The Connector
A woman from North Carolina who has made the whole world her route tells her story through a collage built around a single table, where art and gourmet meet. Aundia left a homeland that had stopped feeling like home, and has spent years moving across the globe. Now in Cyprus, arrived from Qatar, she rests for a while in the island's stillness, until the next destination calls, or until life finds a reason to keep her here.
STORIES FROM CYPRUS
6/15/20262 min read


She is from North Carolina, and the American flag appears in her work, torn at the edge, paired with the words Stars and American. The torn edge matters. Aundia speaks honestly about how her homeland gradually stopped feeling like home, how the political climate there changed something for her, until the country that should have held her no longer did. So she did what some people do when home stops being home. She left to find it elsewhere, everywhere, in pieces, across the world.

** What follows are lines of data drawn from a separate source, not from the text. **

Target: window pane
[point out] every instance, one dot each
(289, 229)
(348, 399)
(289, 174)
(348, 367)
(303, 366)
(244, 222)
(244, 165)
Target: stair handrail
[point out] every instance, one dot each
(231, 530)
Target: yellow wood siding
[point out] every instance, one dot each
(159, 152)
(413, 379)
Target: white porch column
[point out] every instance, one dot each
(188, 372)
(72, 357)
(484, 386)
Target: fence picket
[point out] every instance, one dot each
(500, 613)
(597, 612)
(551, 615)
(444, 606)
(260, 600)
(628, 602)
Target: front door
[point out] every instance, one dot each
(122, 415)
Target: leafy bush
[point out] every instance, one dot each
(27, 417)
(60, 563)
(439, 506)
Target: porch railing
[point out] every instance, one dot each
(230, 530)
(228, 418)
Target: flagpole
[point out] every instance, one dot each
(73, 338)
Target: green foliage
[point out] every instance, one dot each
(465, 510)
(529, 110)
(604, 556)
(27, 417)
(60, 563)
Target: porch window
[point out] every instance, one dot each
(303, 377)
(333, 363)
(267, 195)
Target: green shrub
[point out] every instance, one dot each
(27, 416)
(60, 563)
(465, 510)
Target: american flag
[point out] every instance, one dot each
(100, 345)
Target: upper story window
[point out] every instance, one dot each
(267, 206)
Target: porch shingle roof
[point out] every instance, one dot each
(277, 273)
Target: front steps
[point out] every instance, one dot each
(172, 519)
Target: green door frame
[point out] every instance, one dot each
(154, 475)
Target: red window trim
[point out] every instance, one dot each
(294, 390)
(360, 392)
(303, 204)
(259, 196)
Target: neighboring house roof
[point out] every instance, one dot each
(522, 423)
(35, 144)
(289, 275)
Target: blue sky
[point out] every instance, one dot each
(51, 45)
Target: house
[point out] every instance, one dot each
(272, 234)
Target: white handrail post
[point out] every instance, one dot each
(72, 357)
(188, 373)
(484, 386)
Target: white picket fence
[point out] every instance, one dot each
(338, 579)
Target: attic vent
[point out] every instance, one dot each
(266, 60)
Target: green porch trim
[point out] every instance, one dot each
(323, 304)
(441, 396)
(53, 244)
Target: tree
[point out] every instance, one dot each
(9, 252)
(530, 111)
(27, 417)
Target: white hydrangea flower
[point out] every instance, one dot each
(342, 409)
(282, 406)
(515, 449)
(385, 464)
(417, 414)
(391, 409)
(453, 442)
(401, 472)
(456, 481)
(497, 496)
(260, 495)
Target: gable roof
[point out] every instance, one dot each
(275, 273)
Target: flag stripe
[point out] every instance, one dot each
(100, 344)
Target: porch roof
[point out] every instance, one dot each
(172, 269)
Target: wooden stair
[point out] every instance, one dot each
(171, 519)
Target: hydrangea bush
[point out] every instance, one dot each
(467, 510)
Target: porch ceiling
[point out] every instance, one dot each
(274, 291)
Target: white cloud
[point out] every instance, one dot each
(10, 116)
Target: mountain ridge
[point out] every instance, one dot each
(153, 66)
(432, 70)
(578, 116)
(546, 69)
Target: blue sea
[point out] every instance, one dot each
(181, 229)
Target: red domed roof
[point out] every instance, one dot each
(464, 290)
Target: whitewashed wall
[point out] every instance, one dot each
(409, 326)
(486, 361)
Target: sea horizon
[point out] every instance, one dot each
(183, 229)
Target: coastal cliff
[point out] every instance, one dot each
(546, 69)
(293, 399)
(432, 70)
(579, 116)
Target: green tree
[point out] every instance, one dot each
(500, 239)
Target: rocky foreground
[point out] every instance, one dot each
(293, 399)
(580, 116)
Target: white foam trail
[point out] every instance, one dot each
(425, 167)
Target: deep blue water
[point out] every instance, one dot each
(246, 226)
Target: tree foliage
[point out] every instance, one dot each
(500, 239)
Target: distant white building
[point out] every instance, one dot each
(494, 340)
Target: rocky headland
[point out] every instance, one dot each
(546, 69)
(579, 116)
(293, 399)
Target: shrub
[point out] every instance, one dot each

For years now she has been a nomad in the truest sense. Not a tourist passing through, but a woman whose life is the movement itself, who carries her sense of belonging with her because she has learned not to leave it in any single place. She arrived in Cyprus from Qatar, one more point on a long and ongoing line. And here, for now, she has found something she values: stillness. The quiet sceneries of the island, the unhurried pace, the particular peace of a small place after the intensity of larger ones.
What makes her story distinct among all the others is that it is not a story of arrival. It is a story of passage, told with grace. She is not trying to put down roots and she does not pretend to be. She is here until her next destination, she says, or until life finds a way to keep her. There is wisdom in holding it that lightly, in letting a place be exactly what it is for as long as it lasts. The connector connects, and then she moves on, carrying the table with her, ready to set it down again wherever she goes next.
And yet she leaves the door open. Until life finds a way to keep her here. Even the most committed traveller, it turns out, allows for the possibility that one of these stillnesses might become a home.


She called it The Connector, and the title is really a self-portrait.
At the heart of her collage sits a table, drawn by her own hand in strokes of gold. On it she has placed the things she gathers as she moves through the world: a work of art, a figure of style and fashion, a bowl of gourmet food being set down by a serving hand. Above it, in bold letters, the words that organise her life. Art. Gourmet. The Connector. This is how Aundia understands herself, as someone who brings things together, who sets a table where cultures and tastes and creative worlds can meet. Wherever she lands, she connects: people to people, food to art, one place to the next.